Hernandez runs African operations for Inter-Con, an American security company with 18,000 employees worldwide. It has its Africa headquarters in Monrovia. Its employees also guard U.S. embassies in Ghana, Guinea, Togo, Benin and Tunisia.
"The only time we're going to have 30, 40, 50 Marines here is in a crisis," Hernandez said.
Not always.
In 1996, when Liberia's 15 years of bloodshed also battered Monrovia, employees of a different U.S. firm that delivered supplies to the embassy had to scrounge guns from dead Liberian fighters and help hold the compound until Navy SEALs arrived.
On the morning of Sept. 17, 1998, Hernandez walked outside to find 300 fighters surrounding the embassy, pointing their AK-47s and rocket-launchers at the Americans. One of Taylor's rivals, Roosevelt Johnson, had just scrambled inside for sanctuary with some of his militiamen.
Taylor's troops stormed the front barriers at the embassy gate, and started executing rival fighters on the spot.
Hernandez, knocked to the ground by a rifle butt that shattered five teeth, held the gate with three other guards. They were the front line for the small force inside the embassy — six Marines, and U.S diplomats who put on flak vests and picked up assault rifles.
The defense held.

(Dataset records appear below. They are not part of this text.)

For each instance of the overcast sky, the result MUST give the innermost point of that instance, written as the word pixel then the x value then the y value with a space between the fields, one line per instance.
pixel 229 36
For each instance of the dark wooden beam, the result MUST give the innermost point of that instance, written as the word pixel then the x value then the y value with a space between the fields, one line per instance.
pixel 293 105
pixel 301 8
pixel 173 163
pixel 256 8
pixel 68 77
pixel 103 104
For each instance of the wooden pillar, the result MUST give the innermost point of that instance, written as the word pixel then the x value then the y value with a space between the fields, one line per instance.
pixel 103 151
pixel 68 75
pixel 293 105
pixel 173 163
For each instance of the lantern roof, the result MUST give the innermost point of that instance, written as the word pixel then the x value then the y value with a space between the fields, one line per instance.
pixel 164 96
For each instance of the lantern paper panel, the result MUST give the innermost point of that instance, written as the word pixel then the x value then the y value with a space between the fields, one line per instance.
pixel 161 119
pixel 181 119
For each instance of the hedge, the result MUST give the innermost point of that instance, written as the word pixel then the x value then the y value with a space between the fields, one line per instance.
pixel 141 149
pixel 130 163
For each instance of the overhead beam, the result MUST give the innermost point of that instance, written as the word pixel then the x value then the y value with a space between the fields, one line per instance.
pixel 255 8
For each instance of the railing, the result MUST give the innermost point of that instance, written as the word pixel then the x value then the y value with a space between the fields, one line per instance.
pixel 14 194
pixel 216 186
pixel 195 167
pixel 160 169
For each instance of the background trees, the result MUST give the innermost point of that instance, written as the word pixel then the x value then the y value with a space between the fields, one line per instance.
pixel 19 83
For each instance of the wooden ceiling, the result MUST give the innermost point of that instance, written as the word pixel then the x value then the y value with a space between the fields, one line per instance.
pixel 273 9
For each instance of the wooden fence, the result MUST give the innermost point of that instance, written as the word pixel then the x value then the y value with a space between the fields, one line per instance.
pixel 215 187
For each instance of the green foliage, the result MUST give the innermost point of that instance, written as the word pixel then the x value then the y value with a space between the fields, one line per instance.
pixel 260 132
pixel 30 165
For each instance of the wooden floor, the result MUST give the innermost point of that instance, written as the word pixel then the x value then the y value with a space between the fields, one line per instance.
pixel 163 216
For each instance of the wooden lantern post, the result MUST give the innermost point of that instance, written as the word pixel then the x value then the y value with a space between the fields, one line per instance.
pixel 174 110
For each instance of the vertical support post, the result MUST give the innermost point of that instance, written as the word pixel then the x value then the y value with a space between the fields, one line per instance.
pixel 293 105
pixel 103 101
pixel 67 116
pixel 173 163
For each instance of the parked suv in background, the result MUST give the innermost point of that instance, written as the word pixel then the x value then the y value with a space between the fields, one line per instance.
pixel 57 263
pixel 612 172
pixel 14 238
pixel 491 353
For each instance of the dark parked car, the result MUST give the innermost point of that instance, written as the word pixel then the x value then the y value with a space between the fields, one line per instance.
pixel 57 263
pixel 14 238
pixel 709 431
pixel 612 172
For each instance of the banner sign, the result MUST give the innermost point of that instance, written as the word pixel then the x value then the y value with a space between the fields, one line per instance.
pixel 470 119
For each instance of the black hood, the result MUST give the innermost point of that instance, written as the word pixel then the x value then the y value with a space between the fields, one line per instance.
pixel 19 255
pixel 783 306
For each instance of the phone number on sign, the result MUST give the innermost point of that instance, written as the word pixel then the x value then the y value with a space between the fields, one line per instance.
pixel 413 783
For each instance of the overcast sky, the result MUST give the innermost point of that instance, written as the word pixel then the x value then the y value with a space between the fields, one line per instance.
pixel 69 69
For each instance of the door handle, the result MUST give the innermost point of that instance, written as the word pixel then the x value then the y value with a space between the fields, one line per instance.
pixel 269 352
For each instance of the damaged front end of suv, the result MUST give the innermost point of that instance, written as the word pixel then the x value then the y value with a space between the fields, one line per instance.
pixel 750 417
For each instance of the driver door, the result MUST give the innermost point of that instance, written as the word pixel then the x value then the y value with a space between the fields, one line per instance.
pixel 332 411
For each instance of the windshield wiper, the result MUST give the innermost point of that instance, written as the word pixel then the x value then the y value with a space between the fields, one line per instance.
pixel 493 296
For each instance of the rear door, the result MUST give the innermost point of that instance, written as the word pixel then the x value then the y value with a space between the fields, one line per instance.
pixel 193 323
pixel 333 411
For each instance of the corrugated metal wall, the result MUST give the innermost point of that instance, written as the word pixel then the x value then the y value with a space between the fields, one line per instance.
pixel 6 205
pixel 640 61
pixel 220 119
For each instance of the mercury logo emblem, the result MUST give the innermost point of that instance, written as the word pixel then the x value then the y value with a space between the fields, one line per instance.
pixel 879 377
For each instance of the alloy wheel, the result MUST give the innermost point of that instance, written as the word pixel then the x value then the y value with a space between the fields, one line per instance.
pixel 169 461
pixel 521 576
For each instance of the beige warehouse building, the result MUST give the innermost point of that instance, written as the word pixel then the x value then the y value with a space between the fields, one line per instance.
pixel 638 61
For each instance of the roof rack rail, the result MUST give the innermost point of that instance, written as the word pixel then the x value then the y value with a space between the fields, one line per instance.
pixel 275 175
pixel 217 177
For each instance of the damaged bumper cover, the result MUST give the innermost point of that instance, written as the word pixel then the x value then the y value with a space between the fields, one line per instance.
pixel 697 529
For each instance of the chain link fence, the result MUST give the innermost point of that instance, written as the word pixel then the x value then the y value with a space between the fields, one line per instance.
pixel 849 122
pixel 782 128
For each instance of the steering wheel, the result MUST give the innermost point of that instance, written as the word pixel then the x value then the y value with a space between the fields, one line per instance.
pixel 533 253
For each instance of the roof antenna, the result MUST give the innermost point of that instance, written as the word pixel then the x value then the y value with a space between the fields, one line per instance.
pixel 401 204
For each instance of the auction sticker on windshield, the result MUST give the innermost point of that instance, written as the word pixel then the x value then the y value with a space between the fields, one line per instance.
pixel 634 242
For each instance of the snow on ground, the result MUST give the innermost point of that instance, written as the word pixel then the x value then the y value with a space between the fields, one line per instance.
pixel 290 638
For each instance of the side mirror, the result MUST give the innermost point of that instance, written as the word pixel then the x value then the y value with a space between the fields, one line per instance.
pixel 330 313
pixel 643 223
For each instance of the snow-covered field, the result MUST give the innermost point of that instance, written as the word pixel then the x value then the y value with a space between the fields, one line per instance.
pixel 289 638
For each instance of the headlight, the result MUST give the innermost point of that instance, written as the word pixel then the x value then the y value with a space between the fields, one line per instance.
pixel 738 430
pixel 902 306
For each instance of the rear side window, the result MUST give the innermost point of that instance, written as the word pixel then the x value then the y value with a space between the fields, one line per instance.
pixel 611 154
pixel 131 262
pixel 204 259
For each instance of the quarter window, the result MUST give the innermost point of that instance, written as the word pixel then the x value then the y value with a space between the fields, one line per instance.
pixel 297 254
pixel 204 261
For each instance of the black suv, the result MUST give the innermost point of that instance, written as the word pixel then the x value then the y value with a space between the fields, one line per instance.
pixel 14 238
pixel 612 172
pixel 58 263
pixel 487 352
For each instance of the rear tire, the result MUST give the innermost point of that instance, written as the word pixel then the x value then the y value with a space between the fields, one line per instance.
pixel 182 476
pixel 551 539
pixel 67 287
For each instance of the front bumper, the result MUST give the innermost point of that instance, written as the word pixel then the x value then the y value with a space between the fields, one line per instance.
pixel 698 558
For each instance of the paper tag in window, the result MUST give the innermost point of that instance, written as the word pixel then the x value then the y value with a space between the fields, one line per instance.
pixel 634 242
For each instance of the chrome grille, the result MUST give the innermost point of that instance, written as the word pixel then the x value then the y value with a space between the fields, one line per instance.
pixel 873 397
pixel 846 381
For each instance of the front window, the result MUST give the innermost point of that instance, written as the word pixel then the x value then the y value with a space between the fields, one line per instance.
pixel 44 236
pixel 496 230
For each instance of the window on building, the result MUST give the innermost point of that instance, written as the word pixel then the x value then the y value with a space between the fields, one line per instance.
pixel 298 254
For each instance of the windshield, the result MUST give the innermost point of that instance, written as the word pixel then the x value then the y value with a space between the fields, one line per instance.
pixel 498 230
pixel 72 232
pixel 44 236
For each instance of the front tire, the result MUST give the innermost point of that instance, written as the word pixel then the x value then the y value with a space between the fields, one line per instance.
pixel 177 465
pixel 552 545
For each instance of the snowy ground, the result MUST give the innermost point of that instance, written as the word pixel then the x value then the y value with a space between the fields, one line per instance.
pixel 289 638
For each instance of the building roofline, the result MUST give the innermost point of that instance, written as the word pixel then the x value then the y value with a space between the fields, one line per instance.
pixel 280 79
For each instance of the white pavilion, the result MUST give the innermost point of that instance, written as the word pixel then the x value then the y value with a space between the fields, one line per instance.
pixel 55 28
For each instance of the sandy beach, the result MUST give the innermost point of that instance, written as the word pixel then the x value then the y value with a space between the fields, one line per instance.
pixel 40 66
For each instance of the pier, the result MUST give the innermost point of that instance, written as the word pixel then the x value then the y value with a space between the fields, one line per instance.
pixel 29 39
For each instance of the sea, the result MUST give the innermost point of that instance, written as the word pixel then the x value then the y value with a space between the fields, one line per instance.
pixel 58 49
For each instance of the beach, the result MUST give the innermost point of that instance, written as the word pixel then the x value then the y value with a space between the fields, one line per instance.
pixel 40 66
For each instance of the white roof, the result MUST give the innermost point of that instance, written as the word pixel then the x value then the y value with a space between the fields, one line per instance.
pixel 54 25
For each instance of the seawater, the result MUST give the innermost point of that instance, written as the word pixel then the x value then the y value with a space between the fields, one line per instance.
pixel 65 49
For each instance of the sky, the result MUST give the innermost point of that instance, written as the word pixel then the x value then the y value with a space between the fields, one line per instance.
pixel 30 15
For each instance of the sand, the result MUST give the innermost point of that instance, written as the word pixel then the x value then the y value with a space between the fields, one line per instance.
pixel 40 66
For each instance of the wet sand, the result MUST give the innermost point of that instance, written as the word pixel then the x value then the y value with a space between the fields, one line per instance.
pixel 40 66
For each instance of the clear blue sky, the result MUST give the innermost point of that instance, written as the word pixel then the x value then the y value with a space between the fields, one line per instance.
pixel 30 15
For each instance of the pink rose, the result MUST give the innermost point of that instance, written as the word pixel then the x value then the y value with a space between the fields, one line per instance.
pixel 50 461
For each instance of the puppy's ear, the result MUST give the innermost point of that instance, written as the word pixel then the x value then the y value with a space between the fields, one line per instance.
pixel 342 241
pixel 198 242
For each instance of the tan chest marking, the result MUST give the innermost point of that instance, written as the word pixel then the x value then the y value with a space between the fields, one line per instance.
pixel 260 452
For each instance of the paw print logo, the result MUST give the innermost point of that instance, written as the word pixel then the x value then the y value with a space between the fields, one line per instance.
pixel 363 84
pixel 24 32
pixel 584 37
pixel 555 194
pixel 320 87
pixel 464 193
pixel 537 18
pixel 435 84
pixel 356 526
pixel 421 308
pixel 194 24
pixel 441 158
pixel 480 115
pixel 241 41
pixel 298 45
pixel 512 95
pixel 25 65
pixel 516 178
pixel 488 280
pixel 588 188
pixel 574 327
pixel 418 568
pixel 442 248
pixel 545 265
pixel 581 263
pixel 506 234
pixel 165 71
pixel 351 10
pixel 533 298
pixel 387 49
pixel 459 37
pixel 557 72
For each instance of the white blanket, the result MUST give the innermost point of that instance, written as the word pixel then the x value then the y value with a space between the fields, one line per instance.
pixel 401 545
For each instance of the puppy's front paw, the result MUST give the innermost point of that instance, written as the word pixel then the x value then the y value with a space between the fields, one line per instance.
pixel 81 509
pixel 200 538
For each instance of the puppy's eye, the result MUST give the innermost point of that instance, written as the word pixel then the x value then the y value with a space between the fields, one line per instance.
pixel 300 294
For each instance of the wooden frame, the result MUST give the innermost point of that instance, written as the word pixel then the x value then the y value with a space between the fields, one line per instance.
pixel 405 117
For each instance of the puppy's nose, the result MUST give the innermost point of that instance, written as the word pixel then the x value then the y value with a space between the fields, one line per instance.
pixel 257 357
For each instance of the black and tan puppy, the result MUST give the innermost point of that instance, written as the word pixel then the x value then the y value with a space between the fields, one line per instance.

Hernandez estimates 300 Liberian civilians and fighters, but no Americans, died during the standoff, before Johnson could be flown out from the compound's helipad into exile.
Hernandez, a native Cuban who served 20 years as a Marine, was asked why he works in one of the world's most dangerous places, why he isn't back home with his wife and four children in Virginia.
"I've had four kids in college, with one of them in law school," he said with a laugh. "But it's not just a money thing: It's my profession. It's what I know."
He said he tries to make a difference.
"Because of their valor, this country is getting another chance," Hernandez said, pointing to the embassy's guards. "It allowed others (aid groups) to stay here — and food, water and medicine to be delivered."